Just a couple of weeks ago, the initial claims data was a far larger number than we expected, indicating more unemployment.  

Why would gold go down on that event? 

There’s always going to be a knee jerk reaction that has to do with whether or not that particular data point is perceived to be good or bad. For example, the idea that gold would go down on that event, or the idea that the market would go up on the event, or any kind of assumption. 

Stick with me because we’re going to take the next step of whether this is “strong data, good and weak data, or disappointing.” Consider the environment where the Federal Reserve has explained to the investing public and the trading public that if the economy continues to heat up, then in 2023 the Fed is open to a total of 50 basis points or half a percentage point of rate hikes.

In this case of disappointing data, it would generally be perceived as a reason for the Federal Reserve not to act. So again, while that drop might include a few moving parts, realize that in this kind of environment the market’s almost always going to perceive disappointing data as actually good for the stock market. 

If that’s generally perceived to be good for the stock market, then the perception would not be why is gold moving according to the data, but…

What else could the data be reacting to in this instance? 

Sometimes, in an effort to find correlations, traders often are simply unable to see what the connective thread might be between the event, something in the middle, and then why gold or why the equity markets could move. 

For gold, it’s a middleman that is very often going to be either the U.S. dollar or bonds.

Sometimes we’d like to make a very direct line between two markets. When in reality something is in the middle. So when it comes to gold and the reaction to any kind of data event (not just the initial claim, but any kind of that event) we have to look for that middleman. 

We want to see if the dollar moved higher or lower in that same period of time? What happened with bonds? Did bonds move higher or lower in that period of time?

When you take a look at bonds and dollars, the gold movement makes much more sense in reaction to what happened. That brings up the immediacy or the proximity of the reaction. 

Another thing that often throws traders is when the market has a bit of a delayed reaction. This has to do with the time that the data event occurred. These events mostly occur at 8:30 a.m. Eastern and 10 a.m. Eastern.

The difference between the two is markedly important. 

8:30 a.m. —  This is one full hour before the Wall Street bell — one full hour before the broader attention. The volume of a 10 a.m. event is 30 minutes after the bell. Not every time, but often you will see that 8:30 a.m. data points really play out at or after 9:30 a.m. 

So that’s another factor to remember. The initial reaction might be a strange one or might not even be one at all because the broader attention and volume is still one full hour —  an hour away. The question that comes up next, often as it relates to gold, is that it’s a safe haven. 
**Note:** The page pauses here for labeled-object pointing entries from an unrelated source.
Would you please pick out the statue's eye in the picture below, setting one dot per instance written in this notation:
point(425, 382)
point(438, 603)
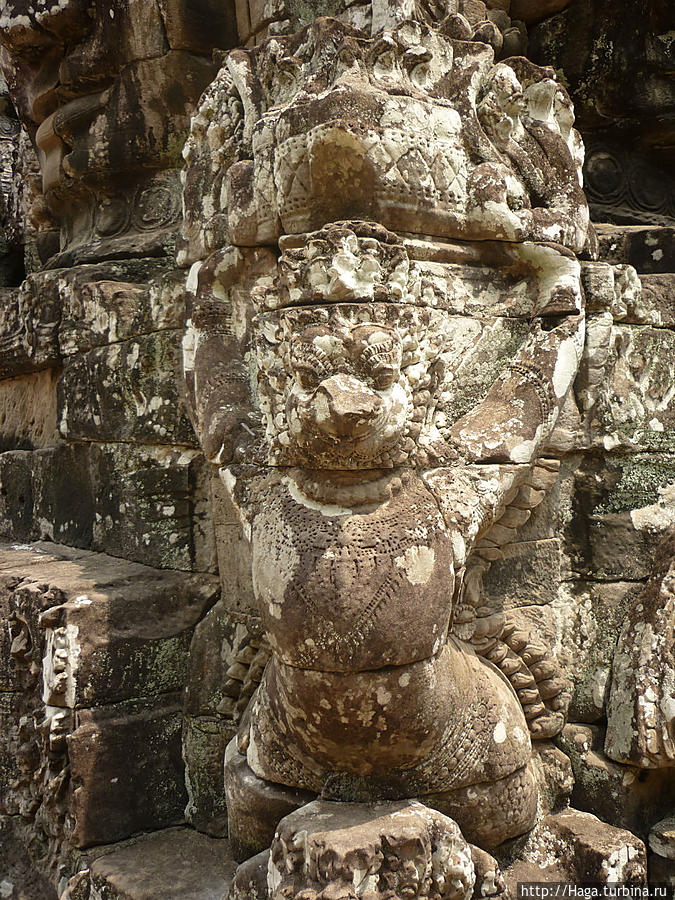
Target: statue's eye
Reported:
point(382, 362)
point(310, 365)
Countdown Fun Fact: A safe haven, in layman terms, is simply where market participants will go when they feel that equities won’t go up. 
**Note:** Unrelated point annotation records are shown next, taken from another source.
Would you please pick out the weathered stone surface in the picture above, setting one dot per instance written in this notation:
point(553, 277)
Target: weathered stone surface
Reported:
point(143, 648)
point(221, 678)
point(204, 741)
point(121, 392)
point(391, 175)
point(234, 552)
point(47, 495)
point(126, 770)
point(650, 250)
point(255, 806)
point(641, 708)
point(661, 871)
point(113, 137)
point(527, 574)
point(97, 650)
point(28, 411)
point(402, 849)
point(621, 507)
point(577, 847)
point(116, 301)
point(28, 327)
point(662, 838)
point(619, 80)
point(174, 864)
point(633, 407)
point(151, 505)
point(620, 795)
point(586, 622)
Typically, gold is seen as a safe haven from a risk off environment. The risk off is typically weak. 

The perception of the safe haven isn’t in reaction to economic data, certain macro economic environments, or financial and political uncertainty. These events usually have to be pretty significant financial or political uncertainty events. Gold can usually benefit from that, but that is not the normal operating reaction for gold. 

Gold is usually considered a “go to” option. 

If the stock market is expected to move lower, some people think, “Well, we’re going to go find a safe haven in gold.” Often there are other places that get just as much, if not more flow — gold just seems to be the knee jerk reaction. 

When you actually study flows, you’ll notice that utilities, staples, bonds, and/or the U.S. dollar, there are other markets that actually benefit from uncertainty in a way that’s more predictable than gold. I don’t want to completely say gold is not ever a safe haven, but again, it’s usually a more extreme financial and political thing considering geopolitical situations.